A requiem to give to you- 生きたい気持ち(6/6) -
「そう言えば聖ちゃん。どうしたろ……」
一緒に門を通ったからには、彼もこの世界に来ているだろう。
「無事だと良いんだけどな」
「オイ、何一人でぶつぶつ言ってンだ?」
もう戻ってきたらしく陸也にそう言われて振り返ると、そこにはグランツを始め皆がいた。
「話は聞いた。ダアトへ来てくれるのだな」
「……まぁ、取り敢えず落ち着くまでは」
それにグランツは頷き、「そう言えば」と思い出したように言った。
「まだ私の名を言っていなかったな。……私は神託の盾騎士団首席総長ヴァン・グランツ謡将だ」
「神託の盾?」
「この世界の宗教と併合している騎士団だ。そこのディストと言う男も神託の盾だ」
「ヴァン! どうせ私を紹介するならもっと美しい表現でなさい!」
グランツ……基ヴァンの説明に不満そうなディストがそう言ったが、残念ながら全員にスルーされた。
「それで、お前達の名は?」
そう問われ、宙は一番に口を開いた………が、
「あたしは日たn「オレはグレイでこいつがレジウィーダ。

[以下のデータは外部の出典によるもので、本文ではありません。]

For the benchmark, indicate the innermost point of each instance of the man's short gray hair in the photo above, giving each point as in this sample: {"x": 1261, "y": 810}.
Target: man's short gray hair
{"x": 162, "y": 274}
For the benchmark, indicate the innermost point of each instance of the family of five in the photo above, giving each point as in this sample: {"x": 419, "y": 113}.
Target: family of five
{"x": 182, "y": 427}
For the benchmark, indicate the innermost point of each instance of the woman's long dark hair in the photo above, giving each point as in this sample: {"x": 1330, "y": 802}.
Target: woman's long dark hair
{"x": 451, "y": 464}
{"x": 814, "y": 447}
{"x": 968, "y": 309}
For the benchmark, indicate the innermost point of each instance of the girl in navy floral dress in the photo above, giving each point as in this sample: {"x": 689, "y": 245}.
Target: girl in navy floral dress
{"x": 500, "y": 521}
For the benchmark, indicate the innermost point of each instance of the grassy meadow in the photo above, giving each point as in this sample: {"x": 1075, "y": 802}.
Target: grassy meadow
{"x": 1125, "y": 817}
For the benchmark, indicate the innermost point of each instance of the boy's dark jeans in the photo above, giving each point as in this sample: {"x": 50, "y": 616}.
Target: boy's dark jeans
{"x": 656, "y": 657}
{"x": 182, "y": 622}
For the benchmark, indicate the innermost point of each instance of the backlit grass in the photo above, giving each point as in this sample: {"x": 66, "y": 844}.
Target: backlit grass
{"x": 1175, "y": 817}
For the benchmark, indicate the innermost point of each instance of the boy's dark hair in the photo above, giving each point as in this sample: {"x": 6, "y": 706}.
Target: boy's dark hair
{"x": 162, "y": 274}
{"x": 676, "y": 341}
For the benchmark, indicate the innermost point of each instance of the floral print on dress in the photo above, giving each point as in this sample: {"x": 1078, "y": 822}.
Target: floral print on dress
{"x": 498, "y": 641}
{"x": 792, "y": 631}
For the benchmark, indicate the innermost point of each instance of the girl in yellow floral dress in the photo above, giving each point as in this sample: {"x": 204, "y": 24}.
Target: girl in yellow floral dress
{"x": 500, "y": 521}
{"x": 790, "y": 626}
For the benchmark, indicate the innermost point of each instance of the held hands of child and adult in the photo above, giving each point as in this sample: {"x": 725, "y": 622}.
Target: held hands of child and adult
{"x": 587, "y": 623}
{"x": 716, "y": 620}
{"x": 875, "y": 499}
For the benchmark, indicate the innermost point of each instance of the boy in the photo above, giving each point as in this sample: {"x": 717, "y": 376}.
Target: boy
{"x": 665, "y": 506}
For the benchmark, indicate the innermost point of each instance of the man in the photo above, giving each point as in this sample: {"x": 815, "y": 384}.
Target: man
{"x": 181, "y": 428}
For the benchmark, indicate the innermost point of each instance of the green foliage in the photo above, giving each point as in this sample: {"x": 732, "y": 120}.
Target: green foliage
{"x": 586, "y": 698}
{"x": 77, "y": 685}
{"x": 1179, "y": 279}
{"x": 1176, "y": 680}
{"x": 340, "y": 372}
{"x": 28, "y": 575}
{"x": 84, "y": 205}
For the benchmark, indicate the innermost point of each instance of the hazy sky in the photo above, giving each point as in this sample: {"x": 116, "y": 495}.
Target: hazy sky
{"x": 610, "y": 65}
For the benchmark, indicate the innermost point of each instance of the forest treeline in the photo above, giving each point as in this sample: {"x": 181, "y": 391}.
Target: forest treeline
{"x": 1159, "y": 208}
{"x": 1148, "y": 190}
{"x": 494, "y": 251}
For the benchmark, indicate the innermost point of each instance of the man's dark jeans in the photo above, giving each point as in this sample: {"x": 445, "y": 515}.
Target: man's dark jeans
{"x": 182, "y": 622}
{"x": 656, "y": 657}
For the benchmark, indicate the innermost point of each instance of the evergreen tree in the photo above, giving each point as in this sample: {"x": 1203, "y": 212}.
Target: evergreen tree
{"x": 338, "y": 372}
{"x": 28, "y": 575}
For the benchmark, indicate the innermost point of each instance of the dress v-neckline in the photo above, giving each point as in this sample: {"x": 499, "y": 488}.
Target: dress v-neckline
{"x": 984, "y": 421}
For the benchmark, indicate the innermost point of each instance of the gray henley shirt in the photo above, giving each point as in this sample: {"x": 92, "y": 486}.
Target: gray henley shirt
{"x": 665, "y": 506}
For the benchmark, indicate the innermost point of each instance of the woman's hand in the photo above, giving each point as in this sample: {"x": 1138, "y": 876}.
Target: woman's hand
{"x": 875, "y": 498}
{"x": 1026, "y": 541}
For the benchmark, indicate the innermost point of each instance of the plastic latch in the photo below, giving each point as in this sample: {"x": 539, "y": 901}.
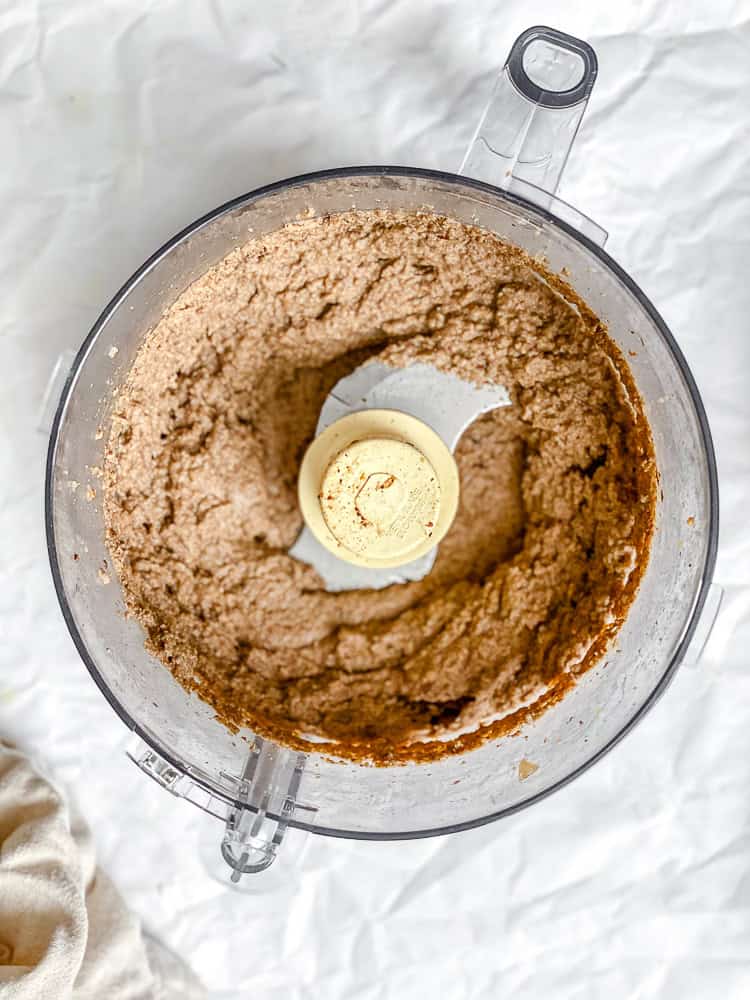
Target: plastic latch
{"x": 177, "y": 782}
{"x": 266, "y": 802}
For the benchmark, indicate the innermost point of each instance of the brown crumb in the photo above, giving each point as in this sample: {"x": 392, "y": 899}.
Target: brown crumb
{"x": 224, "y": 397}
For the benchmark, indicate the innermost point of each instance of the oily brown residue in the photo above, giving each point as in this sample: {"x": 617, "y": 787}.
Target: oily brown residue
{"x": 557, "y": 490}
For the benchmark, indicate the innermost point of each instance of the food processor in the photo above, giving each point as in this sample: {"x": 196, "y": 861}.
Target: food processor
{"x": 258, "y": 789}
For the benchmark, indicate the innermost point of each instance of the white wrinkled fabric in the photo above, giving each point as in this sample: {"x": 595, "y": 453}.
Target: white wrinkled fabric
{"x": 65, "y": 933}
{"x": 120, "y": 122}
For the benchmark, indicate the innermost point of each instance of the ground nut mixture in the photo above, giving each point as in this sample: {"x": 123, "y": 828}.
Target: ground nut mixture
{"x": 557, "y": 490}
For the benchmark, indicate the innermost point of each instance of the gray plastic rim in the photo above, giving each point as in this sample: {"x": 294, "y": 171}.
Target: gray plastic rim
{"x": 619, "y": 273}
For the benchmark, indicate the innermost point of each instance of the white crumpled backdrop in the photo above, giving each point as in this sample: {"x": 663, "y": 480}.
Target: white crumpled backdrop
{"x": 120, "y": 122}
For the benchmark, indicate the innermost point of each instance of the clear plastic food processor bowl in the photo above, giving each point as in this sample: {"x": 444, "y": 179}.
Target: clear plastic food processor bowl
{"x": 258, "y": 789}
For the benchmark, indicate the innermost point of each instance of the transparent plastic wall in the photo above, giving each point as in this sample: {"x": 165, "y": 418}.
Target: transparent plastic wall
{"x": 411, "y": 799}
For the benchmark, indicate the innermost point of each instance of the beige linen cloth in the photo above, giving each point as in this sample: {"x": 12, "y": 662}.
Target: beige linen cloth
{"x": 64, "y": 930}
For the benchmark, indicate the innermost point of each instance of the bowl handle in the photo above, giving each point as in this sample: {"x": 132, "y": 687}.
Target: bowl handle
{"x": 528, "y": 128}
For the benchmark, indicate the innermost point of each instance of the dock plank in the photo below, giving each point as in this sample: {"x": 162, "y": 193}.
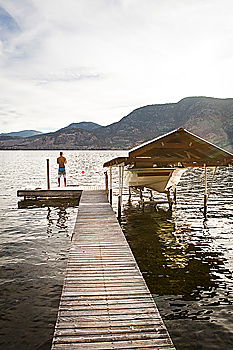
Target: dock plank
{"x": 105, "y": 303}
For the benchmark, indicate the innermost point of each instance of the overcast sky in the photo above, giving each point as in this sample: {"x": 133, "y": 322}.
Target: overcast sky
{"x": 64, "y": 61}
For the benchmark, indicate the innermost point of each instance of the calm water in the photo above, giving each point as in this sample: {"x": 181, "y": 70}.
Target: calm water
{"x": 186, "y": 261}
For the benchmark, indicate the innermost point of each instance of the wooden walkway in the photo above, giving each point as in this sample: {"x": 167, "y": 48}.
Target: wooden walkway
{"x": 105, "y": 303}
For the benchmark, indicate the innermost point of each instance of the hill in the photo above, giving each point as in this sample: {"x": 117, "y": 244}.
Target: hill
{"x": 210, "y": 118}
{"x": 23, "y": 133}
{"x": 83, "y": 125}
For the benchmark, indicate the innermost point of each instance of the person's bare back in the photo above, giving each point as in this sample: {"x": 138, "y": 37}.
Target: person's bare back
{"x": 61, "y": 169}
{"x": 61, "y": 161}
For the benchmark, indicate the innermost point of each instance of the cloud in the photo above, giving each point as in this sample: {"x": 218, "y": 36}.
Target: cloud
{"x": 75, "y": 60}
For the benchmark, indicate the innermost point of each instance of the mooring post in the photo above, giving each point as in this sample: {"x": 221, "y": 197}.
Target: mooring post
{"x": 130, "y": 193}
{"x": 110, "y": 185}
{"x": 174, "y": 195}
{"x": 121, "y": 174}
{"x": 48, "y": 178}
{"x": 206, "y": 192}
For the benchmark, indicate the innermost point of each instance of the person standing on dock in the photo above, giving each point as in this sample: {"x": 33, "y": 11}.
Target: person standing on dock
{"x": 61, "y": 161}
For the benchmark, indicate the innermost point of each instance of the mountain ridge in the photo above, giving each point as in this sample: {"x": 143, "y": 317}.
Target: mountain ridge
{"x": 208, "y": 117}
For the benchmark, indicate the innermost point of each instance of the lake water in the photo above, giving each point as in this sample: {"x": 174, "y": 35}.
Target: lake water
{"x": 187, "y": 262}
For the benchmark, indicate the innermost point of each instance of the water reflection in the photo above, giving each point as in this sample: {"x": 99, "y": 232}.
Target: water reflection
{"x": 171, "y": 264}
{"x": 60, "y": 220}
{"x": 57, "y": 215}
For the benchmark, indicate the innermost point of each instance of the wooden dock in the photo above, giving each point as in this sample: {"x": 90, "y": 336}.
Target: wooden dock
{"x": 105, "y": 302}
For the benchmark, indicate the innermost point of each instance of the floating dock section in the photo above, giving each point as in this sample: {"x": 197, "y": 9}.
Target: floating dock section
{"x": 105, "y": 302}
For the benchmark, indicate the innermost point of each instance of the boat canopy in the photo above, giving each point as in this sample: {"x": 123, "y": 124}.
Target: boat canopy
{"x": 178, "y": 148}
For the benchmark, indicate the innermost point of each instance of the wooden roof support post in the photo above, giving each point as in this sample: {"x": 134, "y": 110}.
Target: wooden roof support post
{"x": 48, "y": 178}
{"x": 110, "y": 185}
{"x": 206, "y": 192}
{"x": 121, "y": 175}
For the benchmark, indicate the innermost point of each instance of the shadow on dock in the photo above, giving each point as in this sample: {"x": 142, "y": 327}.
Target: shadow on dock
{"x": 50, "y": 202}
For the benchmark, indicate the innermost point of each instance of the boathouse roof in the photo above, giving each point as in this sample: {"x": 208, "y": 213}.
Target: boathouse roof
{"x": 176, "y": 148}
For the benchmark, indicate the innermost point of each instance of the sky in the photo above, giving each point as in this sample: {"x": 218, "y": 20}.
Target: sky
{"x": 67, "y": 61}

ンでもってそこにいるのがフィリアムな!」ってコラッ!!」
陸也改めグレイに割り込みされ、尚且つ勝手に偽名を言われた宙……レジウィーダは憤慨するが、当の彼はどこ吹く風だった。
「"無染の灰狼"に"光の芽"、そして"遠い記憶"か。存在だけでなく名前までもが面白いな」
「何だそりゃ?」
「て言うか、あたしら馬鹿にされてる?」
ヴァンの呟きにそれぞれの反応を示す二人に苦笑した。
「馬鹿になどしていない。とても珍しい意味を持った名前だと思ってな。それと、先程のはお前達の名を古代イスパニア語で訳したものだ」
その説明にグレイはふーん、とあまり興味が無さそうに返した。
「お……と、あとはそこの緑か。そいつの名前はどうすっかな」
「てか、何でアンタが決めてんねん」
ピシャリとレジウィーダの突っ込みが入った。
「あぁ? 悪いのかよ」
「悪くはないけど勝手に決めるな」
「悪くないなら良いじゃねーか。変な名前にするわけじゃねーンだし」
「まぁ、待ちなさい」
何故かいきなり喧嘩腰になり始めた二人にヴァンが仲介に入った。
「その子の名は既に決めてある」
え……、と二人はいがみ合いを止めて彼を見た。ヴァンは少年の頭に手を置いて言った。
「そう、お前の名は……シンクだ。意味は……」
"悠久を流れる風"
「……シンク、か」
「綺麗な響きの名前だね」
それぞれの感想と共に二人はシンクを見た。色々あって疲れたのか、シンクは目を閉じて眠りについていた。
「シンク。君の名前だよ。今日から君はシンクなんだ」
良かったね、と言ってレジウィーダは微笑みを浮かべてシンクの頬を撫でた。ヴァンはシンクの頭から手を離し、文字の刻んである岩の方へと歩いて行く。
「さて、いつまでもここにいるのは良くない。そろそろダアトへ向かうとしよう」
「わかった」
レジウィーダは頷き、再びシンクを背負って歩き出した。